When an argument goes through in the world of the opposite status quo, we can transport it to our world. In this case, we obtain the argument that "only downvotes" is not particularly funny and pointless, instead it's about as serviceable (or about as funny and pointless) as "only upvotes", and both are not very good.

Comment by vladimir_nesov on Privacy · 2019-03-19T03:59:52.945Z · score: 8 (4 votes) · LW · GW

I have some probability on me being the confused one here.

In conversations like this, both sides are confused, that is don't understand the other's point, so "who is the confused one" is already an incorrect framing. One of you may be factually correct, but that doesn't really matter for making a conversation work, understanding each other is more relevant.

(In this particular case, I think both of you are correct and fail to see what the other means, but Jessica's point is harder to follow and pattern-matches misleading things, hence the balance of votes.)

Comment by vladimir_nesov on How dangerous is it to ride a bicycle without a helmet? · 2019-03-10T00:32:19.855Z · score: 4 (2 votes) · LW · GW

Sure, for voting the effect on decision making is greater. I'm just suspicious of this whole idea of acausal impact, and moderate observations about effect size don't help with that confusion. I don't think it can apply to voting without applying to other things, so the quantitative distinction doesn't point in a particular direction on correctness of the overall idea.

Comment by vladimir_nesov on How dangerous is it to ride a bicycle without a helmet? · 2019-03-09T23:35:36.030Z · score: 2 (1 votes) · LW · GW

New information argues for a change on the margin, so the new equilibrium is different, though it may not be far away. The arguments are not "cancelled out", but they do only have bounded impact. Compare with charity evaluation in effective altruism: if we take the impact of certain decisions as sufficiently significant, it calls for their organized study, so that the decisions are no longer made based on first impressions. On the other hand, if there is already enough infrastructure for making good decisions of that type, then significant changes are unnecessary.

In the case of acausal impact, large reference classes imply that at least that many people are already affected, so if organized evaluation of such decisions is feasible to set up, it's probably already in place without any need for the acausal impact argument. So actual changes are probably in how you pay attention to info that's already available, not in creating infrastructure for generating better info. On the other hand, a source of info about sizes of reference classes may be useful.

Comment by vladimir_nesov on How dangerous is it to ride a bicycle without a helmet? · 2019-03-09T23:12:49.041Z · score: 6 (3 votes) · LW · GW

The absolute size of a reference class only gives the problem statement for an individual decision some altruistic/paternalistic tilt, which can fail to change it. Greater relative size of a reference class increases the decision's relative importance compared to other decisions, which on the margin should pull some effort away from the other decisions.

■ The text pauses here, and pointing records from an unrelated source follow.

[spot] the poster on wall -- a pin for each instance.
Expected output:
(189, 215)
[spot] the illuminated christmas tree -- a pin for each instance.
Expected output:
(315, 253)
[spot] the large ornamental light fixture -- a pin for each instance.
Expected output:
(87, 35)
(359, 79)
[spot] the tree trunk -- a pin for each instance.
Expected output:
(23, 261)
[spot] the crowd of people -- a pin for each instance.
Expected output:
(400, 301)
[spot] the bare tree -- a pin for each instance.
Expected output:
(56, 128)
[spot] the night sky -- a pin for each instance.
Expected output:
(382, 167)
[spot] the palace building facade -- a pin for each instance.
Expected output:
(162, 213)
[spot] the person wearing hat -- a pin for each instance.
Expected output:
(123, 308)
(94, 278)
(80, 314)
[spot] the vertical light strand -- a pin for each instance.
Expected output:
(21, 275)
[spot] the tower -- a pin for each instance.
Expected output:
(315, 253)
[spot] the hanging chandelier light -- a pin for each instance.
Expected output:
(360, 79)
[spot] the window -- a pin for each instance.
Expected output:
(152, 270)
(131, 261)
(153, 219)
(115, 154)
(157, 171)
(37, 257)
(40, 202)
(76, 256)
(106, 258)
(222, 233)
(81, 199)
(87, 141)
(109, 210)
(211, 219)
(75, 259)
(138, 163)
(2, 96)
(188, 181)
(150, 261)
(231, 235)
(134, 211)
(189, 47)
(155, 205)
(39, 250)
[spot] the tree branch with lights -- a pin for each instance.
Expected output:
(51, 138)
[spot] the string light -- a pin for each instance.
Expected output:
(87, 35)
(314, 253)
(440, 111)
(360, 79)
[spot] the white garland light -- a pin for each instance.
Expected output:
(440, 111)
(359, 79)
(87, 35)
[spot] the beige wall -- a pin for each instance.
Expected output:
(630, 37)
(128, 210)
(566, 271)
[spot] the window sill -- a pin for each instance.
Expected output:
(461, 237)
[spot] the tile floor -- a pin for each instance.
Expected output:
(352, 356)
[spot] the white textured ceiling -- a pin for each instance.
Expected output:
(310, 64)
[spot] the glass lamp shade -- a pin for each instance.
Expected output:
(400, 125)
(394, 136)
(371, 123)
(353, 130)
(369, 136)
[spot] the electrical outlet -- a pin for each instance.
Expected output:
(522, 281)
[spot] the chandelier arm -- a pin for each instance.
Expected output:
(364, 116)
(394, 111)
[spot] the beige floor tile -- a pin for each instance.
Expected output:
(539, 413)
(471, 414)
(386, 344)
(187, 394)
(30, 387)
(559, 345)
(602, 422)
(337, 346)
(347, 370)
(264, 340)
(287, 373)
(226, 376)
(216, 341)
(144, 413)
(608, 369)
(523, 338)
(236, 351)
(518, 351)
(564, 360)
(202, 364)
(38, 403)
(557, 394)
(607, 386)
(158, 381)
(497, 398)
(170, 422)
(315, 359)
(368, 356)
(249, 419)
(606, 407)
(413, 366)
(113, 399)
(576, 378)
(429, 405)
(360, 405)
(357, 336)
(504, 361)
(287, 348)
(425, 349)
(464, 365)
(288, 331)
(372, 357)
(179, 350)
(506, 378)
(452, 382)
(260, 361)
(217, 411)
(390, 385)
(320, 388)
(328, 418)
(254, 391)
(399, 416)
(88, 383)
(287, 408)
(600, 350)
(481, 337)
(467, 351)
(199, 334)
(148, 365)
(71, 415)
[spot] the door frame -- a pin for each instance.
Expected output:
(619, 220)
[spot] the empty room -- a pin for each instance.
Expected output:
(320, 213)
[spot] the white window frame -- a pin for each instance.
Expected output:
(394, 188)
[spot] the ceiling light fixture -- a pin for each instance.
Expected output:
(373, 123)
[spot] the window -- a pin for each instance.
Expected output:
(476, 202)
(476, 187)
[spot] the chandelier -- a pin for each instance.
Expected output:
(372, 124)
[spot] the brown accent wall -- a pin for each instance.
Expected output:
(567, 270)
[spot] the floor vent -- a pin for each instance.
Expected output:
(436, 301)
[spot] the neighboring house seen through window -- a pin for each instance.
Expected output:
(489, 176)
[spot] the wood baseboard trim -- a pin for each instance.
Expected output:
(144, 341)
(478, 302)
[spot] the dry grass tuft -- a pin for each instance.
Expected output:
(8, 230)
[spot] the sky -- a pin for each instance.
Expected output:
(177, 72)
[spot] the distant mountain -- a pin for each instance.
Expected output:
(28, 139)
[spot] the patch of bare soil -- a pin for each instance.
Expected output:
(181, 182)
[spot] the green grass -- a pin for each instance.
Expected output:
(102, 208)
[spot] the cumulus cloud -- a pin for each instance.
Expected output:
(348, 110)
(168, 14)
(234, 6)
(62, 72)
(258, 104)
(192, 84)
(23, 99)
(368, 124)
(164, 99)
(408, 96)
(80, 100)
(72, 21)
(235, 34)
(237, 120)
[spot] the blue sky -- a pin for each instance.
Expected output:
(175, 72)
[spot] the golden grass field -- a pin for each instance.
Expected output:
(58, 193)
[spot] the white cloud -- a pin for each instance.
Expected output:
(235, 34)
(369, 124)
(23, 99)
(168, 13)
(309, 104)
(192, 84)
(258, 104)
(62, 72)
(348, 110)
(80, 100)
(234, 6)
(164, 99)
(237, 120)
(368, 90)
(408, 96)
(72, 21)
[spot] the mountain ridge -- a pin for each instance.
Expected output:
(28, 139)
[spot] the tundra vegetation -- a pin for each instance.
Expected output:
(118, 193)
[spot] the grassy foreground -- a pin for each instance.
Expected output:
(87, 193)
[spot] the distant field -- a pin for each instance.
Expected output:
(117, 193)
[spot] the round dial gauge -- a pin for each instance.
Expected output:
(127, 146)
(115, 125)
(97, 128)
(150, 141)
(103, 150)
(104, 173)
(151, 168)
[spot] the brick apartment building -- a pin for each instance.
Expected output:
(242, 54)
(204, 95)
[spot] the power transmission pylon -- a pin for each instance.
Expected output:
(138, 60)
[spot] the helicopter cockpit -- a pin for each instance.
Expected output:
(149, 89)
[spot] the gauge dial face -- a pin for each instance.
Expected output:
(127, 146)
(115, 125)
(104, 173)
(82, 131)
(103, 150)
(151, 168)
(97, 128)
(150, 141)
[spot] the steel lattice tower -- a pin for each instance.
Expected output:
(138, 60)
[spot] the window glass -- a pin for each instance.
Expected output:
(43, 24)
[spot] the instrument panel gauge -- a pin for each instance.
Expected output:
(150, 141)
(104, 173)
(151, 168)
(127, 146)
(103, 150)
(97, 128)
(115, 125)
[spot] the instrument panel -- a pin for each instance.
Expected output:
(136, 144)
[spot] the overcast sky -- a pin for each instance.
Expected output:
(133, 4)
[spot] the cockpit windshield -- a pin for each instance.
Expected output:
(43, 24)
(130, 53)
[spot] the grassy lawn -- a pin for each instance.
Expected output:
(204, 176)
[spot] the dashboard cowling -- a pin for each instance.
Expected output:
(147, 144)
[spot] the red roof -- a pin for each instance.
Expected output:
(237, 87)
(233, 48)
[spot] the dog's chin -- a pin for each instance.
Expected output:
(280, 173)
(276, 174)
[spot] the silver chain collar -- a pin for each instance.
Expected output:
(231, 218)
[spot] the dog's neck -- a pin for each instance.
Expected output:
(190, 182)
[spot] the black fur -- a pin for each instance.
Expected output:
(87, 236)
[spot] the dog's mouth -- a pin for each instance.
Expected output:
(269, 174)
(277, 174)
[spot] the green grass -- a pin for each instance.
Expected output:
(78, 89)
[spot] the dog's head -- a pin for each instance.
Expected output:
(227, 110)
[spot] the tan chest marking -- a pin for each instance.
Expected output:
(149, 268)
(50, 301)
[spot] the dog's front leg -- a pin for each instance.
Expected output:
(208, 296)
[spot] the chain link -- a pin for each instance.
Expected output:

That the effective multiplier due to acausal coordination is smaller for non-voting decisions doesn't inform the question of whether the argument applies to non-voting decisions. The argument may be ignored in the decision algorithm only if the reference class is always small or about the same size for different decisions.

Comment by vladimir_nesov on How dangerous is it to ride a bicycle without a helmet? · 2019-03-09T20:03:55.150Z · score: 2 (1 votes) · LW · GW

That influences sizes of reference classes, but at some point the sizes cash out in morally relevant object level decisions.